The market has priced in a nearly 100 percent chance that the Federal Reserve will raise interest rates by 75 basis points for the third consecutive month in November. The increase will place U.S. interest rates at almost 4 percent, their highest level since late 2007.


Spot gold rose 0.1% to $1,646.02 per ounce at 19:25 E.T., while gold futures rose 0.2% to $1,651.35 per ounce (23:25 GMT). In the preceding week, both assets declined by more than 3 percent.


The yellow metal remained under pressure from the dollar's strength, which last month approached a 20-year high. Additionally, Treasury yields reached their highest levels since the 2008 financial crisis.

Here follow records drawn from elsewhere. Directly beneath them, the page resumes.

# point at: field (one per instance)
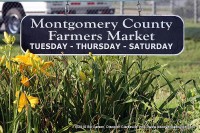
(81, 94)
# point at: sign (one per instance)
(105, 35)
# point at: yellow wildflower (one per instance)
(82, 76)
(25, 100)
(8, 39)
(25, 81)
(35, 62)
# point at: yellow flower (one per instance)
(25, 100)
(25, 81)
(32, 61)
(82, 76)
(8, 39)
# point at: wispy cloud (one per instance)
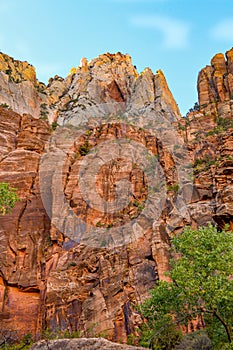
(223, 30)
(141, 1)
(174, 32)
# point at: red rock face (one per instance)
(52, 280)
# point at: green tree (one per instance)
(8, 198)
(201, 286)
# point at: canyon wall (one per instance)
(78, 259)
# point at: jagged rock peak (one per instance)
(215, 81)
(17, 70)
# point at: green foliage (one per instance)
(201, 286)
(8, 198)
(174, 188)
(24, 344)
(54, 125)
(84, 149)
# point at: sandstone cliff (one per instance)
(52, 276)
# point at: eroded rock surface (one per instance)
(50, 277)
(83, 344)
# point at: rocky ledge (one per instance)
(82, 344)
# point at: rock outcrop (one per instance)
(66, 263)
(82, 344)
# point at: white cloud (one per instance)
(174, 32)
(141, 1)
(223, 30)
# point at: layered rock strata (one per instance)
(50, 276)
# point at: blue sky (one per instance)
(177, 36)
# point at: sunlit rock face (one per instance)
(107, 171)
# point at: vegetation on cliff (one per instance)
(8, 198)
(199, 295)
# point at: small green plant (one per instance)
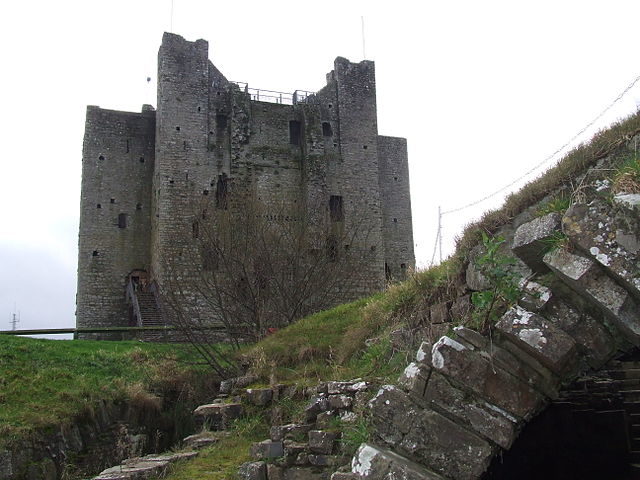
(556, 241)
(505, 291)
(627, 178)
(557, 204)
(354, 434)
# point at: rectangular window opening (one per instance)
(295, 132)
(336, 212)
(221, 192)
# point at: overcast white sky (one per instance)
(483, 91)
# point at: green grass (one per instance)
(221, 461)
(46, 383)
(626, 178)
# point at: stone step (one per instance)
(218, 416)
(423, 434)
(630, 395)
(143, 467)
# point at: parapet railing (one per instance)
(272, 96)
(75, 331)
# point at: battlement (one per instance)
(145, 173)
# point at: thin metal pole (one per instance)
(171, 24)
(364, 55)
(440, 230)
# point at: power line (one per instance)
(550, 157)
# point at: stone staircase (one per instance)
(310, 450)
(151, 316)
(466, 397)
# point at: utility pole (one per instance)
(14, 320)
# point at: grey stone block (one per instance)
(259, 396)
(320, 460)
(461, 309)
(219, 415)
(588, 280)
(321, 441)
(429, 437)
(485, 419)
(340, 401)
(521, 364)
(535, 296)
(530, 242)
(253, 471)
(609, 236)
(439, 313)
(594, 341)
(554, 348)
(472, 372)
(414, 378)
(375, 463)
(291, 431)
(266, 449)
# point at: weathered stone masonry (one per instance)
(144, 173)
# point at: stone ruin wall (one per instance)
(208, 131)
(115, 210)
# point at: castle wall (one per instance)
(183, 172)
(321, 156)
(355, 176)
(115, 207)
(396, 206)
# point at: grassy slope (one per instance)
(330, 345)
(44, 383)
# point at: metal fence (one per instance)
(272, 96)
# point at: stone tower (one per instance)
(143, 173)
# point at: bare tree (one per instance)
(255, 268)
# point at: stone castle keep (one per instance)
(143, 173)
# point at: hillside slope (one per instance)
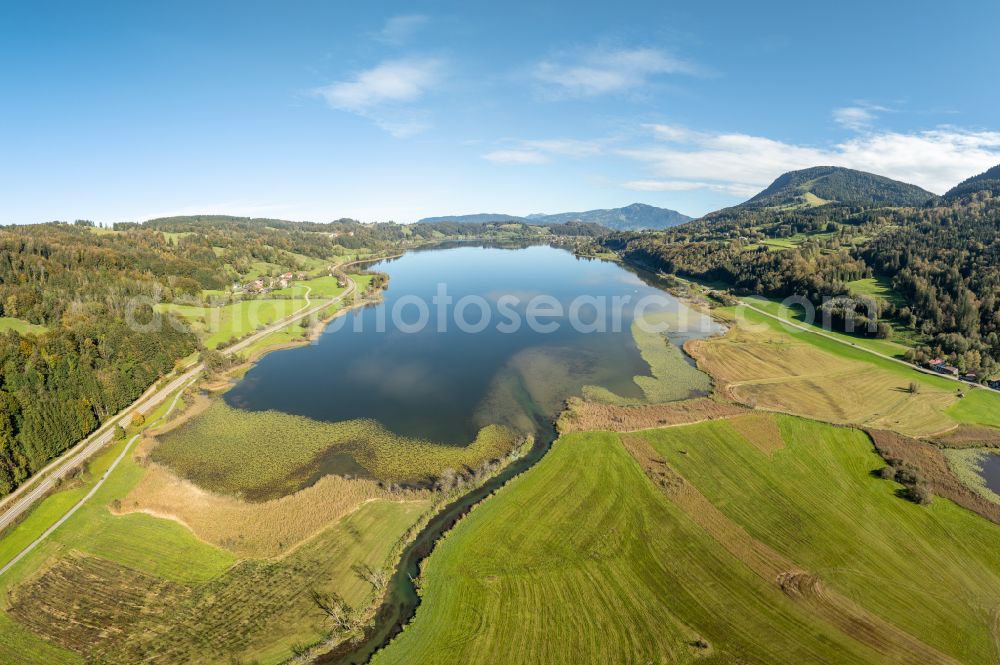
(988, 181)
(827, 184)
(635, 217)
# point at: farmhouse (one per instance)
(944, 368)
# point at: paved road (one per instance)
(19, 501)
(813, 331)
(79, 504)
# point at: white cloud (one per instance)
(566, 147)
(853, 117)
(859, 117)
(516, 157)
(541, 151)
(402, 129)
(398, 29)
(385, 93)
(392, 81)
(935, 159)
(604, 71)
(688, 186)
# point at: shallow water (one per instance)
(443, 383)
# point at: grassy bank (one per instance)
(280, 453)
(584, 559)
(220, 325)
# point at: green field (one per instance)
(307, 447)
(583, 559)
(254, 611)
(166, 592)
(796, 314)
(215, 325)
(20, 325)
(876, 287)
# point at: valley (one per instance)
(483, 444)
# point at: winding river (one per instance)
(465, 337)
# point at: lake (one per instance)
(469, 336)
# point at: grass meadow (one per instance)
(219, 325)
(759, 363)
(891, 347)
(257, 611)
(21, 326)
(584, 559)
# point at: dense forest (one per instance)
(942, 258)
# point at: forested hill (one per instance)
(942, 260)
(831, 184)
(83, 286)
(635, 217)
(988, 181)
(477, 218)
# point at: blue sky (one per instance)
(118, 111)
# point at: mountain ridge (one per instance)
(633, 217)
(820, 185)
(988, 180)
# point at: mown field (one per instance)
(20, 325)
(118, 588)
(760, 363)
(903, 339)
(309, 448)
(215, 325)
(759, 541)
(254, 611)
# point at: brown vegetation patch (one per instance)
(265, 529)
(969, 436)
(583, 416)
(801, 586)
(109, 613)
(119, 598)
(772, 370)
(761, 430)
(934, 471)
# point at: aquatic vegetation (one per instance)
(671, 376)
(967, 465)
(260, 455)
(262, 529)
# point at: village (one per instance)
(941, 366)
(266, 284)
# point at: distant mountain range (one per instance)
(635, 217)
(820, 185)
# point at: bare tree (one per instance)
(377, 577)
(333, 605)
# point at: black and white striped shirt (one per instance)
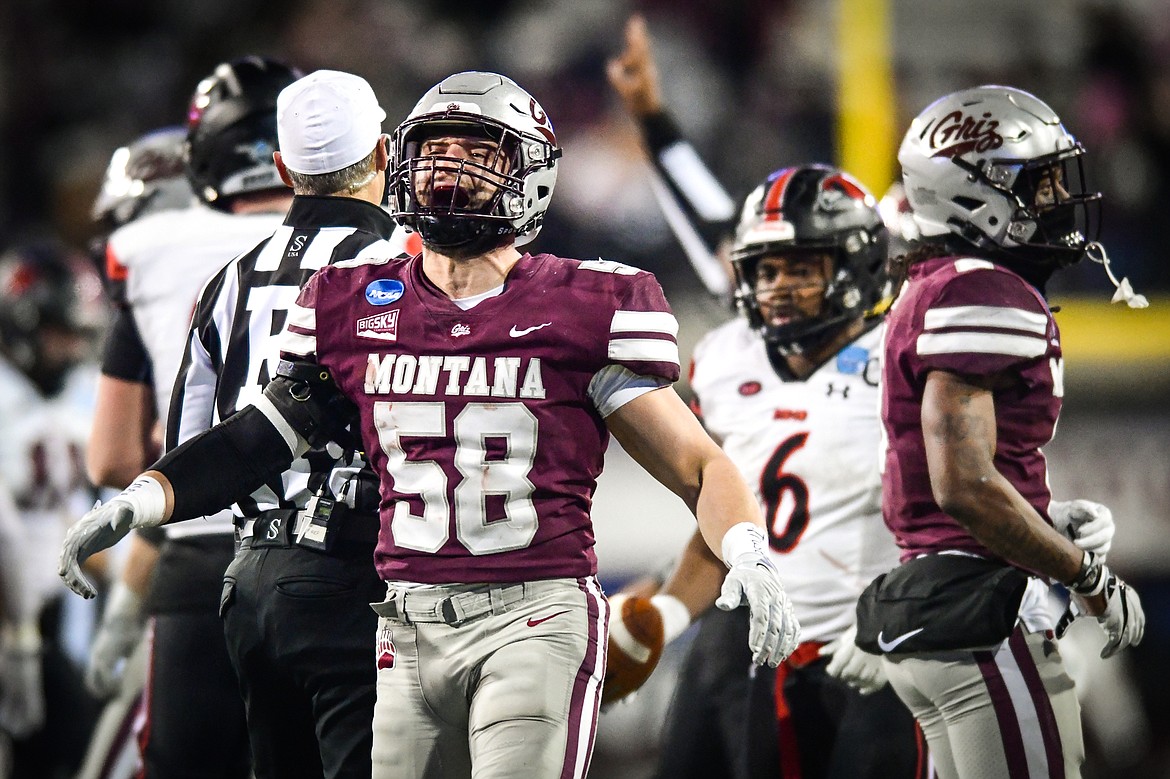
(232, 350)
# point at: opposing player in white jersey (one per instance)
(790, 388)
(50, 311)
(484, 383)
(159, 261)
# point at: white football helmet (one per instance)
(146, 176)
(486, 105)
(995, 167)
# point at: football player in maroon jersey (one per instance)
(486, 383)
(790, 390)
(972, 386)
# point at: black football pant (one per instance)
(839, 733)
(722, 723)
(706, 735)
(302, 638)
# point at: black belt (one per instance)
(276, 528)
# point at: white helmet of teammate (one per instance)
(995, 167)
(504, 194)
(148, 176)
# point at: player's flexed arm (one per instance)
(666, 439)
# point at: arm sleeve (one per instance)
(124, 356)
(300, 407)
(697, 208)
(225, 463)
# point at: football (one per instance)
(635, 646)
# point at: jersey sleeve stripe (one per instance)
(295, 343)
(651, 350)
(982, 343)
(302, 318)
(644, 322)
(985, 316)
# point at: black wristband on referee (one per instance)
(660, 131)
(1091, 578)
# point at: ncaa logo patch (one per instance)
(384, 291)
(386, 650)
(379, 326)
(749, 388)
(852, 360)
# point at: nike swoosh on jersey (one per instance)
(889, 646)
(516, 333)
(532, 622)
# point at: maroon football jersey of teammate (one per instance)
(481, 422)
(972, 318)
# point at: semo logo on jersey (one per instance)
(384, 291)
(958, 133)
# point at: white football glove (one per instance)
(775, 632)
(143, 504)
(103, 526)
(21, 693)
(1087, 524)
(1123, 619)
(122, 628)
(850, 663)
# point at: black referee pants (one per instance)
(301, 635)
(194, 726)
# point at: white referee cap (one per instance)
(327, 121)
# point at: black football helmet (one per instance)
(811, 208)
(45, 290)
(232, 129)
(146, 176)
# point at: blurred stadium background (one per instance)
(757, 84)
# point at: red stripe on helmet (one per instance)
(775, 195)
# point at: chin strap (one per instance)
(1096, 253)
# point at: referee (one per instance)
(295, 599)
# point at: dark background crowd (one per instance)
(752, 82)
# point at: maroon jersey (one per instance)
(972, 318)
(483, 425)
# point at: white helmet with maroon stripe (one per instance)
(979, 166)
(520, 177)
(811, 208)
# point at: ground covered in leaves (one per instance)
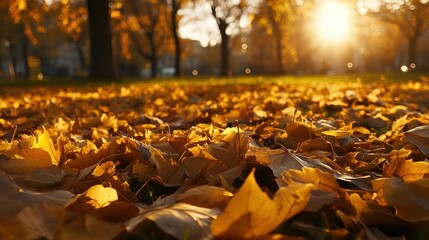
(329, 160)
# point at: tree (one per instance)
(279, 18)
(26, 15)
(148, 29)
(73, 21)
(227, 15)
(103, 65)
(410, 16)
(175, 6)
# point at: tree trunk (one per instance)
(154, 59)
(102, 65)
(81, 56)
(11, 50)
(178, 48)
(224, 60)
(279, 50)
(412, 44)
(25, 53)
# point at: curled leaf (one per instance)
(250, 213)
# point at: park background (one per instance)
(164, 38)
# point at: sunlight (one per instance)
(333, 21)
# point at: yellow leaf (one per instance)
(101, 196)
(322, 180)
(30, 156)
(44, 142)
(95, 197)
(251, 213)
(410, 199)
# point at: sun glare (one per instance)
(333, 21)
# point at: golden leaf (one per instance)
(31, 156)
(410, 199)
(250, 213)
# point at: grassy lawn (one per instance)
(290, 79)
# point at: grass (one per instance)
(289, 79)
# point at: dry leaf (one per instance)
(419, 136)
(410, 199)
(183, 221)
(27, 158)
(250, 212)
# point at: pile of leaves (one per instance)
(264, 161)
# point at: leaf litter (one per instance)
(264, 161)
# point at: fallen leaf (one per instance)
(410, 199)
(250, 212)
(419, 136)
(181, 220)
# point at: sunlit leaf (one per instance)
(410, 199)
(250, 212)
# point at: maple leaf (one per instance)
(410, 199)
(180, 220)
(250, 211)
(42, 154)
(419, 136)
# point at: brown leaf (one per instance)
(250, 212)
(419, 136)
(410, 199)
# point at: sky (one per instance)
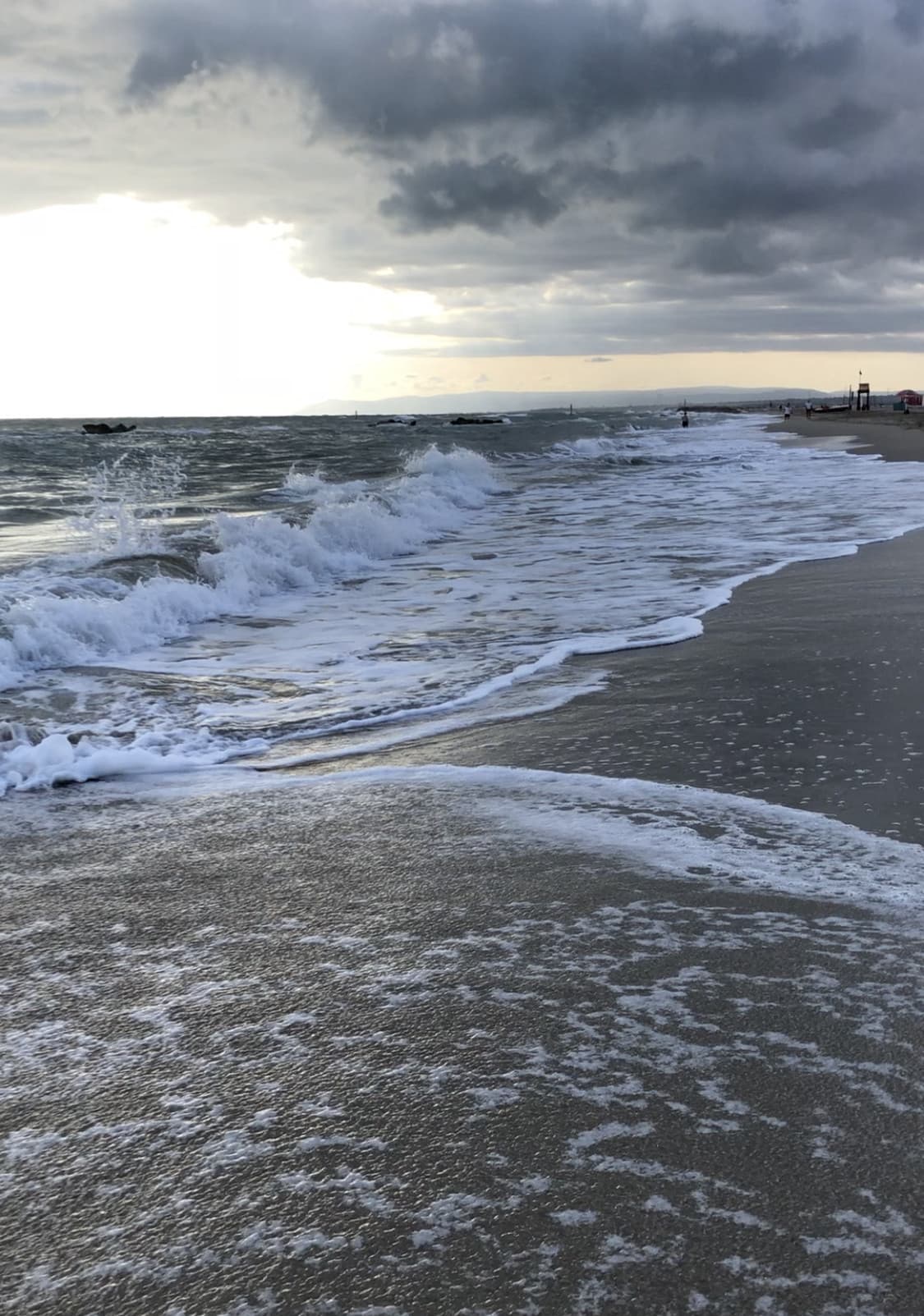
(251, 205)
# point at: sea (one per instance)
(307, 1011)
(258, 593)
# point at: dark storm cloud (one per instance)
(590, 177)
(489, 195)
(841, 126)
(910, 19)
(427, 67)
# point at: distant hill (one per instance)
(504, 401)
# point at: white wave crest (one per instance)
(255, 558)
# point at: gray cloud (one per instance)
(414, 71)
(487, 195)
(590, 177)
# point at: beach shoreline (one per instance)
(342, 1047)
(894, 436)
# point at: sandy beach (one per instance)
(347, 1048)
(895, 436)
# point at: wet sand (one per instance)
(349, 1050)
(897, 437)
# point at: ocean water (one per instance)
(257, 593)
(399, 1037)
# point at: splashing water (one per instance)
(129, 502)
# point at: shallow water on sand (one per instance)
(365, 1047)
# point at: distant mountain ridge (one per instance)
(503, 401)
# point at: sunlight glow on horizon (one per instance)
(133, 308)
(139, 308)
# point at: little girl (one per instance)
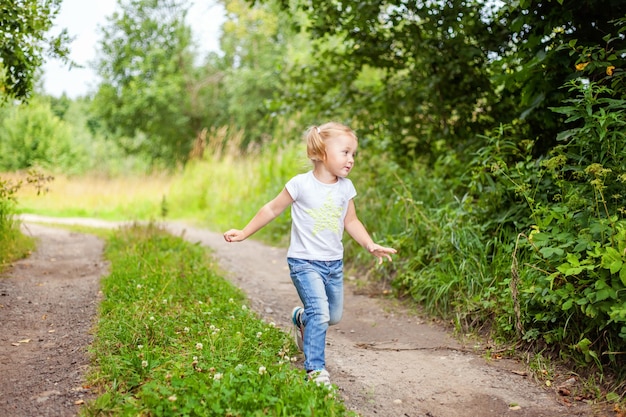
(322, 206)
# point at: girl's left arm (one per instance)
(357, 230)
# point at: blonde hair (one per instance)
(316, 136)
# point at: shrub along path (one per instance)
(386, 361)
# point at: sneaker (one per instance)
(321, 377)
(296, 318)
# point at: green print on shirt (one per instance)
(326, 216)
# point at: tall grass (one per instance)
(124, 197)
(225, 186)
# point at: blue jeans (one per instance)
(320, 287)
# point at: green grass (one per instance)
(174, 338)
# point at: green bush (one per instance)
(34, 137)
(13, 244)
(174, 338)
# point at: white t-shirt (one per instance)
(317, 215)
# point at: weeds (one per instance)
(174, 338)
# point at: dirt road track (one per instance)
(386, 361)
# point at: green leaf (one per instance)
(612, 260)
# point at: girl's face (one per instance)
(340, 152)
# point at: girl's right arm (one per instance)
(266, 214)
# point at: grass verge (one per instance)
(174, 339)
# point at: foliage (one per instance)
(193, 347)
(34, 137)
(572, 240)
(534, 61)
(13, 244)
(409, 71)
(254, 45)
(25, 40)
(147, 69)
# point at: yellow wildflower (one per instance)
(581, 66)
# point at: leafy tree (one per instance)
(32, 137)
(254, 43)
(25, 41)
(412, 71)
(148, 77)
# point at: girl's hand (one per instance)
(381, 252)
(234, 235)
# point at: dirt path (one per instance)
(385, 361)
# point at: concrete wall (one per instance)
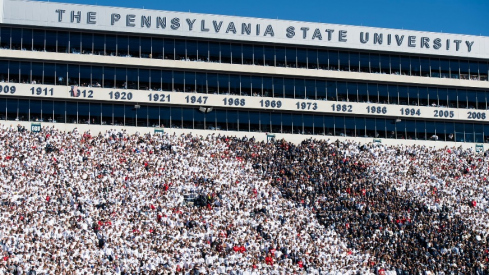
(95, 129)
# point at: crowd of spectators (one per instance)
(113, 203)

Rising interest rates have depressed gold prices and boosted the dollar this year, as the prospective cost of holding gold has climbed in step with lending rates. The trend has also significantly weakened gold's attraction as a safe haven, notwithstanding the deteriorating global economic situation.


Copper prices rose among industrial metals on Monday, but remained near two-year lows as the global economy stalled.


Copper futures per pound gained by 0.5% to $3.4220. The price of the red metal jumped by 1% last week, supported by a falling dollar and signs of a tightening supply due to Russia-related sanctions.


In the next months, however, the metal and the majority of its industrial counterparts may encounter formidable obstacles. During Sunday's 20th National Congress of the Chinese Communist Party, President Xi Jinping signaled that China, the world's top importer of metals, had no plans to pull back its economically damaging zero-COVID policy.


This year, the policy stalled economic activity in the world's second-largest economy, significantly reducing its appetite for imports of commodities.


This week, BHP Group (NYSE:BHP) and Rio Tinto (NYSE:RIO) will announce production figures for the third quarter, which will shed light on the copper supply side. In light of the fact that U.S. sanctions have blocked the exports of a number of Russian producers, a potential supply constraint could result in a price increase.


Rio Tinto's production figures will be released on Tuesday, while BHP's are expected on Wednesday.